LOS ANGELES — Excessive heat plagued Southern California on Sunday as triple-digit temperatures were experienced in parts of the region, according to the National Weather Service.
The hottest temperatures were expected to be on Sunday and Monday as a hot air mass settles into place, the Weather Service reported, and high pressure builds. Officials said temperatures in the triple digits will be common in the valleys, foothills and desert.
Another round of dangerous heat expected on Monday with widespread triple digit temps for the mountains, deserts, and interior valleys. Antelope Valley expected to top the 110 degree mark. Heat warnings and advisories remain in effect. #LAheat #LAWeather #cawx #Socal pic.twitter.com/8L7grjQMsQ
— NWS Los Angeles (@NWSLosAngeles) June 28, 2021
High temperature records were tied Sunday in Lancaster, Palmdale and Idyllwild; while Palm Springs set a record for the date at 121 degrees.

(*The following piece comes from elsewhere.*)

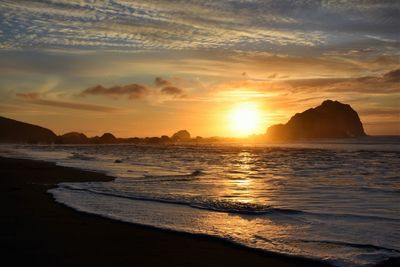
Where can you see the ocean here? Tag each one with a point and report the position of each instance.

Lancaster Apt tied a record high for this date at 110 deg, with previous record set in 1956. Palmdale Apt also tied a record high for this date at 109 deg, with previous record set in 1973. #LAheat #LAWeather #cawx #Socal
— NWS Los Angeles (@NWSLosAngeles) June 27, 2021
— NWS San Diego (@NWSSanDiego) June 28, 2021
The heat wave comes as historic temperatures hit the Pacific Northwest, breaking all-time records in several cities.
The California Independent System Operator initially said it expects to issue a Flex Alert for Monday because of the high heat but later said there were no plans to do so because there was sufficient power supply to meet the demand. Flex Alerts call for consumers to conserve power to keep the grid stable.
The high temperatures are expected to last into the week, though they should fall Tuesday compared to Monday.
The Weather Service projected a high of 103 degrees in Riverside on Monday, falling to a high of 95 degrees Tuesday. Temperatures at John Wayne Airport in Orange County were expected to reach 81 degrees Monday and 77 degrees on Tuesday. Heat was expected to reach 94 degrees Monday in Pasadena, falling to a high of 92 on Tuesday.
A weather pattern with humidity and showers might develop between Tuesday and Thursday, according to the Weather Service, as monsoonal moisture moves over the area.
Forecasters are concerned about winds over southern Santa Barbara County and have issued a wind advisory.
Elevated fire conditions are expected to be in place at least through Friday, and fire-starting lightning is possible Tuesday through Friday, the Weather Service reported. Fast fire growth could occur if a blaze starts.